Sunday, August 19, 2007

one more book worth mentioning

I'm reading "28 Stories of AIDS in Africa" by Stephanie Nolen that a neighbor, Denis, lent me.
A very good book and very easy to read since it is broken down into 28 completely independent stories. And even though the content is obviously a little heavy it is quite readable and not written as a tear jerker.
Of course I started with the stories about Mozambique and South Africa. I would say that for me so far the interesting part has not been so far the AIDS part per say, sorry to say but this is just not a surprise.

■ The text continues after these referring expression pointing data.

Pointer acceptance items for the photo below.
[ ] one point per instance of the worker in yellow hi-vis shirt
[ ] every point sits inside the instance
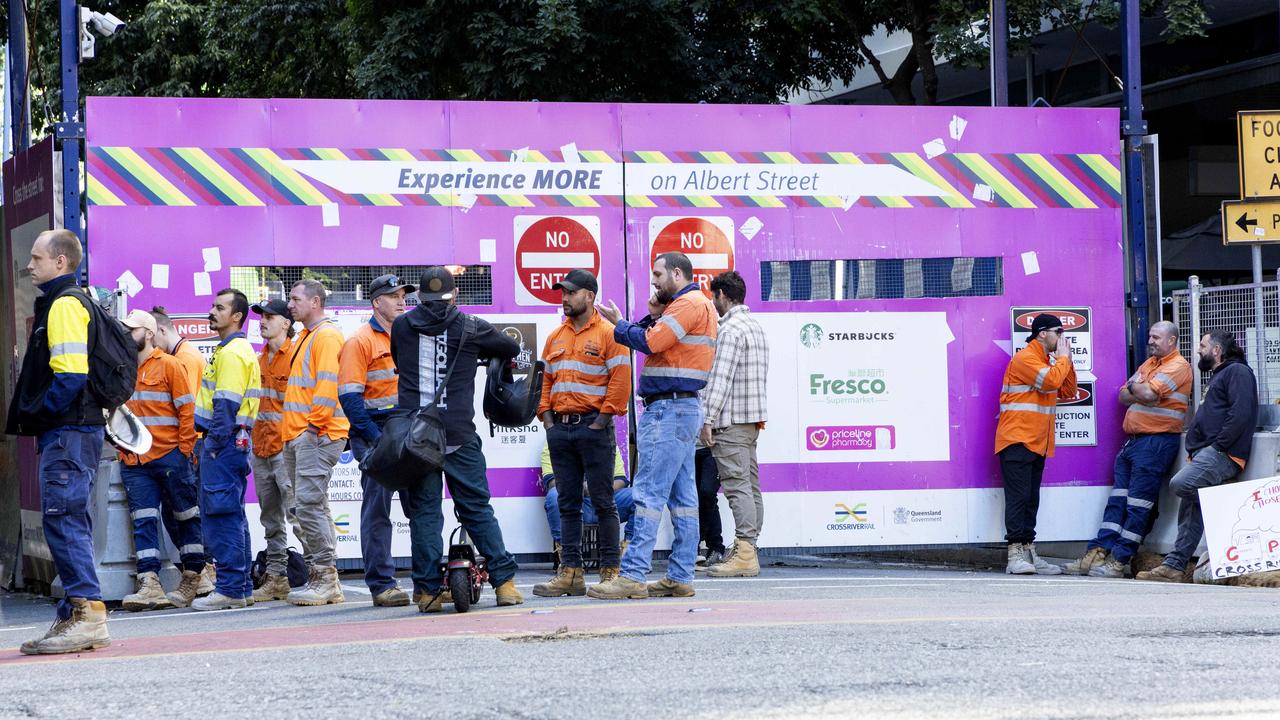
(225, 410)
(54, 405)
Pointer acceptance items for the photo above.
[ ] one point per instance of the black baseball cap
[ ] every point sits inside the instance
(273, 308)
(387, 285)
(437, 283)
(577, 279)
(1043, 322)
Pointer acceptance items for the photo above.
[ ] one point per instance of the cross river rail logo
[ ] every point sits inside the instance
(851, 518)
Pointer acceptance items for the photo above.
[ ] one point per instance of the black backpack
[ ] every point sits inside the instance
(113, 356)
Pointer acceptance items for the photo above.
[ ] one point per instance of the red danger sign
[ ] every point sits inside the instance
(707, 241)
(547, 249)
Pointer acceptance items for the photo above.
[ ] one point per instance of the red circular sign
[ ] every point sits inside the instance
(703, 241)
(548, 250)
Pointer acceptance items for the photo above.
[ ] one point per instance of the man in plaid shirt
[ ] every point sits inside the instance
(734, 415)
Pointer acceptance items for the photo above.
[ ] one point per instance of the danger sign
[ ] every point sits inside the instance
(547, 249)
(707, 241)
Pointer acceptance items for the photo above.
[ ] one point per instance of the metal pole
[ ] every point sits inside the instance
(1133, 127)
(71, 130)
(999, 53)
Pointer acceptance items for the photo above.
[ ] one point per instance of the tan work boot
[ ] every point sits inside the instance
(321, 588)
(618, 588)
(741, 564)
(150, 595)
(508, 595)
(85, 629)
(186, 589)
(391, 597)
(568, 580)
(274, 587)
(1082, 566)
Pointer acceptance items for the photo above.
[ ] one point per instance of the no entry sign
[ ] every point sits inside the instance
(707, 241)
(547, 249)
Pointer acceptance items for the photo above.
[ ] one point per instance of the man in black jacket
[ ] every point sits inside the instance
(1219, 442)
(425, 342)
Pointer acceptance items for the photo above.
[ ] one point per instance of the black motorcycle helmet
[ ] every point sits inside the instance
(510, 402)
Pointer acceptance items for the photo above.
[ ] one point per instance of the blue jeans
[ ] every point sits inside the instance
(164, 488)
(375, 525)
(223, 478)
(664, 477)
(1208, 468)
(621, 500)
(469, 486)
(1141, 468)
(68, 464)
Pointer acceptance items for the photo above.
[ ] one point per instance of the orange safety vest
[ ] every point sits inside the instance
(1028, 401)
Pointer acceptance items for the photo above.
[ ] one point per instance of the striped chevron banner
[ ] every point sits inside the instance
(263, 176)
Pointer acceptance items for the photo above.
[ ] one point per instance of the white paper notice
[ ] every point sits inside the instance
(391, 237)
(160, 277)
(329, 214)
(131, 282)
(204, 285)
(1031, 263)
(213, 259)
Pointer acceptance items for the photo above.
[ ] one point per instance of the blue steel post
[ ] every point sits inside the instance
(71, 128)
(1133, 127)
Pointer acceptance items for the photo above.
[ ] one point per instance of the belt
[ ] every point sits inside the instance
(650, 399)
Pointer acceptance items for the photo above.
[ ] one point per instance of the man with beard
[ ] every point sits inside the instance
(161, 481)
(426, 342)
(679, 337)
(368, 391)
(1217, 442)
(1156, 399)
(225, 410)
(586, 383)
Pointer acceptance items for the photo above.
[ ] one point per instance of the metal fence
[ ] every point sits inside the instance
(1239, 309)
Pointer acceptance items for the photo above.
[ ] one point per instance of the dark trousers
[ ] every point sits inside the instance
(580, 454)
(469, 487)
(1022, 470)
(707, 477)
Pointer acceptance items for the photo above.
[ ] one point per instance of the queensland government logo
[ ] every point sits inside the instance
(851, 518)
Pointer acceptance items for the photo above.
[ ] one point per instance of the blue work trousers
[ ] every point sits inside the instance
(68, 464)
(664, 477)
(164, 488)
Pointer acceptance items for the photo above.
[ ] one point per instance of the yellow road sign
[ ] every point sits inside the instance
(1251, 222)
(1258, 146)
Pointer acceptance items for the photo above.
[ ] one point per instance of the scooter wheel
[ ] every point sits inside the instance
(460, 587)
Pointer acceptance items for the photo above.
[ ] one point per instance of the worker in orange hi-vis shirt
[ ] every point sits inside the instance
(1037, 376)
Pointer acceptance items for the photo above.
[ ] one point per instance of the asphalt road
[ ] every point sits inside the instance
(836, 641)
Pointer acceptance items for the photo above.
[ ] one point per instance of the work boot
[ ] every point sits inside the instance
(186, 589)
(741, 564)
(1162, 574)
(508, 595)
(1042, 568)
(568, 580)
(274, 587)
(218, 601)
(1018, 561)
(618, 588)
(1111, 568)
(150, 595)
(321, 588)
(85, 629)
(1082, 566)
(667, 587)
(391, 597)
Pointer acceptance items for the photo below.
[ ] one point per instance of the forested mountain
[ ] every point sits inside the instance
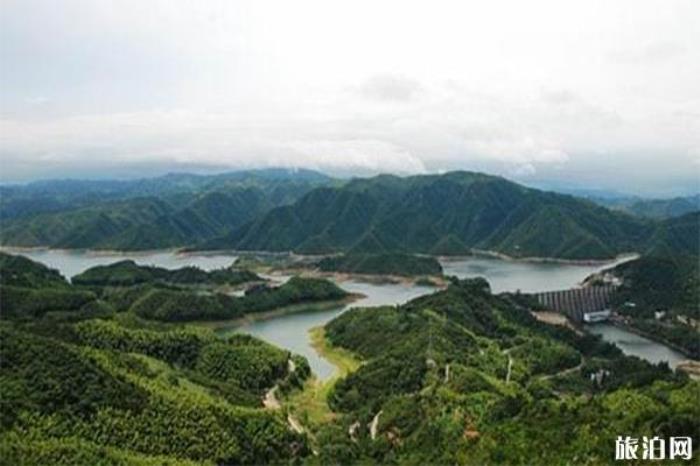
(660, 297)
(86, 380)
(170, 211)
(653, 208)
(306, 212)
(466, 377)
(450, 214)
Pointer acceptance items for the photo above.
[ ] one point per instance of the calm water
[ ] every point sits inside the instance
(291, 331)
(71, 263)
(533, 277)
(635, 345)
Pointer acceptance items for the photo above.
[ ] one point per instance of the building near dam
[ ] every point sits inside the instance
(588, 304)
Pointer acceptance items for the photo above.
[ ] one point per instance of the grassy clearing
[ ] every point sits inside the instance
(310, 405)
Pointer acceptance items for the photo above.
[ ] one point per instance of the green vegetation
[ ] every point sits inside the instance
(128, 273)
(176, 305)
(109, 392)
(465, 377)
(669, 285)
(165, 212)
(382, 264)
(305, 212)
(452, 214)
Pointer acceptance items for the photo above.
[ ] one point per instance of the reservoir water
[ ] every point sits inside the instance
(636, 345)
(291, 331)
(72, 262)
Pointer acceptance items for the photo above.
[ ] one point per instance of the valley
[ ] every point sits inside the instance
(345, 326)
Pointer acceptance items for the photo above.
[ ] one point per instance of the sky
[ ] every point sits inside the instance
(580, 94)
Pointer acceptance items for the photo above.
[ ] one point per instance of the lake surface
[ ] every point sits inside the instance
(291, 331)
(72, 262)
(636, 345)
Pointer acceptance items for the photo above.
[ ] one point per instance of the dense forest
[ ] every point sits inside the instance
(660, 296)
(382, 264)
(653, 208)
(93, 374)
(29, 289)
(86, 381)
(465, 377)
(453, 214)
(170, 211)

However peppered through the stories are a few pieces of information which are not that easy to come by otherwise.
Here is one about Mozambique that rings very true (well obviously it is true, but I mean to say that it is something shockingly obvious when you are there):
"660,000 of Mozambique's eighteen million people have formal jobs."
I want to add to this that the population of Mozambique is very young. Lots of kids, yes, but also no old people, or only very rare old folks. I have seen two old women and one old man during my stay there. The civil war, the land mines, malaria and AIDS took care of those. So I would guess that only 50% of the population is of what would be considered "working age" ...this is just a visual estimate coming from me so really it doesn't mean much, take it for what it is.

Also an interesting side effect of such a statistic is that young male Mozambicans are difficult to work with. At first they are super dedicated to their job but after a few rotations off and a few trips home, where they are now "elite" just because they have a job, they come back as arrogant as they can be. We have had a few problems lately. It is an old communist system with unions out of the ying yang (downtown Maputo, the capital city, has street names like Karl Marx, Mao Tse-tung etc) there is not much really we can do about it but grim and bear it... The same union which forbid us to pay the workers more than the prescribed rate is now telling us that the rate has to go up, tells us by how much etc...So that I cannot get the better workers to officially get a better pay...of course what ever bonuses I want to get is my own deal...I give those out of my own pocket, the client company (never mention the name of the client company on a public blog) is unaware of it too. As far I can imagine they couldn't possibly care less as long as I don't bill them for it!

I guess that all over the world it takes about four months for human nature to take for granted what ever they have.